Storyboards by Matt Ottewill

Storyboards are frame by frame 'illustrations' of the 'key frame' moments in a proposed timeline based media production. This definition may sound vague, but that is because their application and use is widespread in many disciplines.

What are they used for?

Here are some of the uses and users of storyboards ..

Discipline Who uses them? What for?
Animation Producer / director / writer / lead animator To convey a vision to financiers or the creative team.
Video/ TV drama Director To communicate a creative vision to cameramen and creative staff.
Feature film Director / cinematographer To communicate a creative vision to cameramen and creative staff.
Music video Director To support a treatment when pitching for a job.

To allow budgets to be precisely set, and help avoid costly mistakes.
Commercials Advertising agency To communicate the idea to the director and production team
Games Games designers To plan game-play and cut scenes
Web sites Designers To help team members visual designs, interaction, and navigation
Apps Designers To help team members visual designs, interaction, and navigation
Business Managers Presentations of business and project plans

 

What form do they take?

In general story boards will show the key frames from a planned sequence.
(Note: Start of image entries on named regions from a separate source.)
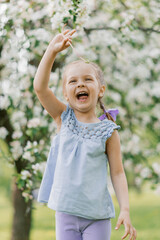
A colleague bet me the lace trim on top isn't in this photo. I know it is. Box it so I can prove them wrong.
[61,104,121,139]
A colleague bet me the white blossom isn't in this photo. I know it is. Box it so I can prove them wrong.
[140,167,152,178]
[0,96,10,109]
[12,130,23,139]
[152,162,160,177]
[10,141,23,160]
[22,151,35,162]
[0,127,9,139]
[21,170,32,180]
[32,162,46,174]
[27,117,41,128]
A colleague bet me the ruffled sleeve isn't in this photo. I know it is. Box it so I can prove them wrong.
[102,120,121,147]
[61,103,70,122]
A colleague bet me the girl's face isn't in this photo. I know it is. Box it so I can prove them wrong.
[63,62,105,112]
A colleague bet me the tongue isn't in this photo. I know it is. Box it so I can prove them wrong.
[79,96,88,101]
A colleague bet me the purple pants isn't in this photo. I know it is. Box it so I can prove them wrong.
[55,211,111,240]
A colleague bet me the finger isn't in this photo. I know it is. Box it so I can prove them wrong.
[133,228,137,240]
[65,29,76,37]
[115,218,122,230]
[62,23,67,31]
[129,229,134,240]
[62,29,69,35]
[70,29,76,36]
[122,226,129,239]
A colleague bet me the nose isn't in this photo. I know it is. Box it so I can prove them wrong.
[77,81,85,87]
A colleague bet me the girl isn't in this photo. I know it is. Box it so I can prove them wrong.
[34,29,137,240]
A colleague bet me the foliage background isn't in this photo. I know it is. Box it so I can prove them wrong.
[0,0,160,239]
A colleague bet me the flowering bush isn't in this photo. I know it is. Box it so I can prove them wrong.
[0,0,160,201]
Sufficient frames (eg anything from between 4 fps to a frame every few seconds) will be drawn to capture the action and show the camera angle and shot framing. They often include arrows to show the direction of the action such as the movement of a vehicle.

Hand drawn illustration

Originally storyboards were created by skilled storyboard artists who were skilled in graphic illustration, and this is still the favoured method when budgets allowed. It is particularly relevant to animation where storyboards are often the developed into finished frames.

Photo montage, or photomatic

Many directors like to assemble storyboards from photos taken at a planned location perhaps with stand-ins.

Computer generated

Computers offer a fast way to create a storyboard visualisation of a scene by utilising wire frame or modelled characters, locations and props.